For various cryogenic purposes and other uses in which a deep-cooled liquid, e.g. a liquefied gas, must be transported from one location to another, it is a common practice to provide a multi-path duct system designed to protect the deep-cooled liquid from environmental temperatures, i.e. to limit the cold losses between an upstream location and a downstream location and hence prevent the incursion of heat to the deep-cooled medium.
Such systems may be used, for example, for the delivery of liquefied natural gas from a storage vessel or liquefaction plant to a consumer, e.g. a regasification plant or a transport vessel or the like. They may also have application in the deep-cooling of articles which are to be embrittled prior to or during comminution. For instance, it is becoming increasingly advantageous to comminute used automotive vehicle tires, rubber scraps and synthetic-resin materials such as thermoplastic foils by low-temperature milling, i.e. by subjecting the articles to chilling with a low-temperature fluid, i.e. a deep-cooled liquid, and the fluid can be transported thereto by a duct system of the type under discussion from a storage tank, cryostat or other low-temperature generator (e.g. a refrigerating unit).
Still other applications will be immediately apparent. For example, various electrical apparatuses operate more effectively at cryogenic temperatures, e.g. superconductive magnets and like devices used in particle accelerators. For the cooling of the magnetic distribution systems for low-temperature fluids, liquefied gases are usually necessary.

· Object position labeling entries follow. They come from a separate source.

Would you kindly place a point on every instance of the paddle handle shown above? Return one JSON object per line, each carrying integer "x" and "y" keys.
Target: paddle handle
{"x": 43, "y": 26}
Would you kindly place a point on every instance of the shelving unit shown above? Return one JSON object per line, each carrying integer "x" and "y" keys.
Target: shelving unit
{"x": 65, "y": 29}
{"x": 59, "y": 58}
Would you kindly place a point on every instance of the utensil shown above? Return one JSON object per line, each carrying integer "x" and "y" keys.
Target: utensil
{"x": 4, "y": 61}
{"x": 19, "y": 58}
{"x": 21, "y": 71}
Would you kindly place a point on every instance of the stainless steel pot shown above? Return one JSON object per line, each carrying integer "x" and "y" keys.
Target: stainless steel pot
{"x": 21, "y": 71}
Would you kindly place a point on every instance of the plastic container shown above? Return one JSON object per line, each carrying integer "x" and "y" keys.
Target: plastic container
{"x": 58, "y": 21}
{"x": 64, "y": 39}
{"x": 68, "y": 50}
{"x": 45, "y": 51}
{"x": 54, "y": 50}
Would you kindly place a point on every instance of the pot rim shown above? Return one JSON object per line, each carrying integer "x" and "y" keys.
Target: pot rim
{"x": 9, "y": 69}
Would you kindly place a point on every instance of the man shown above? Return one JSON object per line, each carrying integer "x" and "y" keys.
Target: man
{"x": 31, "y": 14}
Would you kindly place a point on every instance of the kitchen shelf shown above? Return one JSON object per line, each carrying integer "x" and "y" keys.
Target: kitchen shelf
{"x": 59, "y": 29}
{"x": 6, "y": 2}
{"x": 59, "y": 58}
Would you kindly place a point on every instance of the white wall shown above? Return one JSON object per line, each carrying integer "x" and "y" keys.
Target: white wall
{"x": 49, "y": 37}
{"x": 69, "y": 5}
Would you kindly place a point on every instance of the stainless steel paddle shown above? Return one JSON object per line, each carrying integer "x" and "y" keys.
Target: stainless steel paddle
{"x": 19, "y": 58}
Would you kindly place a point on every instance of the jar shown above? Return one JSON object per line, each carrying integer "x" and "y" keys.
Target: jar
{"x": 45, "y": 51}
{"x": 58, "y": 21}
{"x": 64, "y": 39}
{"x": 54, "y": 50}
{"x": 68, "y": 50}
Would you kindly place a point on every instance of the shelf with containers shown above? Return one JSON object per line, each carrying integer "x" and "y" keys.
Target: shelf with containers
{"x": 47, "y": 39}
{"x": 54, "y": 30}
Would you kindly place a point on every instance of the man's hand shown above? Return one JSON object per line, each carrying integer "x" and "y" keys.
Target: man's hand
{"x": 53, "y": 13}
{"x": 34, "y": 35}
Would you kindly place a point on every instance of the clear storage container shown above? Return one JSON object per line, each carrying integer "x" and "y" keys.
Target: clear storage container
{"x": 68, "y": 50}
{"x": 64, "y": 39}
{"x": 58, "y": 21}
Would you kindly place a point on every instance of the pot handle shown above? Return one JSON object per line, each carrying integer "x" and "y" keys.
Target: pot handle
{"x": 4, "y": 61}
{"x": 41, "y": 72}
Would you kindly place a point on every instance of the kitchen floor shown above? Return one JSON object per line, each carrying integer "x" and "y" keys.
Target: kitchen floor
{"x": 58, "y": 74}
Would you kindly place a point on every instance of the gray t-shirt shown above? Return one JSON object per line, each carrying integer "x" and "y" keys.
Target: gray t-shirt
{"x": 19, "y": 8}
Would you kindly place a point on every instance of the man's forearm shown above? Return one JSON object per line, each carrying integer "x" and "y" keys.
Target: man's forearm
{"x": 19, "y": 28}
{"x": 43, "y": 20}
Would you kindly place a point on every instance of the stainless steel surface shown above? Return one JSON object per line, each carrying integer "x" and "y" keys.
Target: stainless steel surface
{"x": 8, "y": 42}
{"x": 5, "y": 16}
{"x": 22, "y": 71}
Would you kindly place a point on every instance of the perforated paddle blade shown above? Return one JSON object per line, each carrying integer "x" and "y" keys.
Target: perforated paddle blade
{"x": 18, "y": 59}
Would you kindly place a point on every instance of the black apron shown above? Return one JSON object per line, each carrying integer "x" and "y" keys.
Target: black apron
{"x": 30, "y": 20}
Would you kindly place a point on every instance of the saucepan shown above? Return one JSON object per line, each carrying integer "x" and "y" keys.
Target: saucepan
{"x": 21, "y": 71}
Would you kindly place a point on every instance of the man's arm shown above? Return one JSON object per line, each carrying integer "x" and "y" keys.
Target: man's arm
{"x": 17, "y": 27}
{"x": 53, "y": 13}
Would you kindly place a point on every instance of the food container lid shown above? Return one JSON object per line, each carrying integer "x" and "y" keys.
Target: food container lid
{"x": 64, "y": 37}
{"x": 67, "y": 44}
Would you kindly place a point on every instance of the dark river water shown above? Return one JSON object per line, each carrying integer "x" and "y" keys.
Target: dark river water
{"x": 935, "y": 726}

With all of these systems, it is important to provide a means for connecting two parts of the duct system and, since the duct system itself is generally rather complex, correspondingly complex coupling or connector arrangements have been proposed heretofore or must be fabricated on the spot.
For example, the duct systems which have been employed heretofore for the transport of a deep-cooled medium between the source and the consumer have comprised multi-path pipe arrangements using coaxial ducts to define the various flow passages and, generally, vacuum chambers which are intended to limit the incursion of heat into the systems or the loss of cold therefrom.
In conventional systems of this type, various structural and operational problems have arisen. For example, when the system was traversed by the deep-cooled medium (liquefied gas) mechanical stresses arose which affected operation of the systems. Furthermore, the cold losses at any junction or connector were significant. Finally, the construction of the connector has invariably been complicated and the sealing of the various flow passages from one another, so as to avoid heat penetration into the interior, has not been fully satisfactory. A disadvantage which, although mentioned last, is perhaps the most significant, in conventional connector arrangements for duct systems of the character described is that such systems do not permit of relative mobility of the parts of duct systems which were to be connected, either during assembly or because of thermal expansion and contraction considerations. As a result high precision in assembly and construction was required with consequent high labor and fabrication costs.